What this site actually does
You probably already saw it. That bunny on the loading screen when you first showed up? While you were watching it, your browser was quietly grinding through hashes in the background to solve one of these puzzles. Took maybe a second. Then the site appeared and you forgot about it.
Under the hood the server hands out a random challenge and signs it, so it only accepts puzzles it actually gave you. (Otherwise you could just invent your own, solve it once, and reuse it forever, which would defeat the point.) Your browser solves it in a worker thread, sends the answer back, the server re-checks it in one hash and drops a cookie. That cookie is what actually guards the stuff that matters, like posting on the message wall.
Two things I cared about. The page itself is always in the HTML, so Google and anyone with JavaScript off still read everything fine — the puzzle only guards the interactive bits. And if anything goes wrong, a timeout, a slow phone, a worker that errors out, the site just lets you in anyway. I would rather a scraper occasionally slip through than lock out one real person who came to read.
Why I didn't just use a captcha
Because I find captchas genuinely insulting. They make the human do the work, squinting at fire hydrants to prove they're not a robot, and half of them quietly ship your behaviour off to some third party while they're at it. Cookie banners and "press and hold to continue" walls are the same energy: friction you feel every single time, all of it pointed at the visitor.
Proof of work flips who pays. The machine does the grinding, not you. It happens once, in the time it takes the page to fade in, and it doesn't need a single third-party script or a banner asking permission to track you. For a site that's trying to stay quiet and respect the people reading it, that trade felt obvious.
The catch, because there's always one
This won't stop a determined scraper, and I'm not going to pretend it will. If someone really wants my pages and has money to burn, they'll just pay the CPU cost or run a real headless browser that solves the puzzle like everyone else. What it kills is the cheap, lazy, scrape-a-million-pages-before-lunch stuff, which is most of it.
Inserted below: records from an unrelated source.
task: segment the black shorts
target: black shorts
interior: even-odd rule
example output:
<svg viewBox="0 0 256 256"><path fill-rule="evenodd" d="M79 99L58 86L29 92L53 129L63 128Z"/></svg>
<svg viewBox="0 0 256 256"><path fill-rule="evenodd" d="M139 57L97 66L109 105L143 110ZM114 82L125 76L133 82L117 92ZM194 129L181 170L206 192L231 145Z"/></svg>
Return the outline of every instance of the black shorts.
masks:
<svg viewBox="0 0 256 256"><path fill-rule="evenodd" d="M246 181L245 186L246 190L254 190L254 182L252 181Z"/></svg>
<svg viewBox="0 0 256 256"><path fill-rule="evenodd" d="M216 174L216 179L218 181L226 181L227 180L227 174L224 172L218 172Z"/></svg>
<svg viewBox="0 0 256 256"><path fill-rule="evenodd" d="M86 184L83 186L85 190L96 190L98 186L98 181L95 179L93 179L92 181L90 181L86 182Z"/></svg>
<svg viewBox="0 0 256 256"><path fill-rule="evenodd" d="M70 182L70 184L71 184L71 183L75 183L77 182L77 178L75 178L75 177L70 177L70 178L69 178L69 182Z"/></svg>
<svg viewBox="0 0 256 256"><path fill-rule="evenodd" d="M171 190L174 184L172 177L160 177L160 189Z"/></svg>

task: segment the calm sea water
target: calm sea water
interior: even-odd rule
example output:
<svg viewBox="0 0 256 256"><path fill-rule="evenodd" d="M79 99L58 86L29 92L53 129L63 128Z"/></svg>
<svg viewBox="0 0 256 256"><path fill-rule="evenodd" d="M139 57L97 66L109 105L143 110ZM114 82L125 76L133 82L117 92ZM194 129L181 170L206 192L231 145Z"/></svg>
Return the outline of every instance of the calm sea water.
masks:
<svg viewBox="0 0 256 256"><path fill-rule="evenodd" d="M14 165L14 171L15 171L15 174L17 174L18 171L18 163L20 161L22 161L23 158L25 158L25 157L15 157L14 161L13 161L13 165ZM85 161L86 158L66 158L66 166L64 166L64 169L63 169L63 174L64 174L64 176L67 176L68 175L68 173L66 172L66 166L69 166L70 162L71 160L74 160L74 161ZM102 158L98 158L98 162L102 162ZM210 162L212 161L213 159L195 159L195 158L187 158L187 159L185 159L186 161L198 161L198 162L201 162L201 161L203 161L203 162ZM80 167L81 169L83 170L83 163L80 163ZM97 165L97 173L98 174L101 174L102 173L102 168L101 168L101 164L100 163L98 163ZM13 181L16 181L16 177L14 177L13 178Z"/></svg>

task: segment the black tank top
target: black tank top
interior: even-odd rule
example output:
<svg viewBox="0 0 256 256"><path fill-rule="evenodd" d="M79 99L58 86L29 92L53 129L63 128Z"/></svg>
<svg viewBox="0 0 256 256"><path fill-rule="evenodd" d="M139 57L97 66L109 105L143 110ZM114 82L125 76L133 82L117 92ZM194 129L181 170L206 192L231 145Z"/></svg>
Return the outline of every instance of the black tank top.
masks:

The dial is difficulty: more required zeros means more work for the bots, but also a longer wait on a cheap phone. Crank it too high and congratulations, you've reinvented the cookie wall you were trying to avoid. Finding the setting where a human never notices but a mass crawl can't afford it is most of the actual work, and I'm still tweaking mine.
Anyway, you should try it
I think more sites should do this. It sits in the gap between doing nothing and hiding behind a captcha vendor, it's a couple hundred lines, it leans on a hash function every browser already ships, and it asks nothing of your visitors' privacy. Worst case for a real person is a one-second wait they'll never think about again.
Publishing on the open web means giving everyone a free copy, and I still think that's worth it. Charging the robots a sliver of electricity to take theirs isn't closing the door. It's just asking them to chip in. If you run anything, it's worth a look.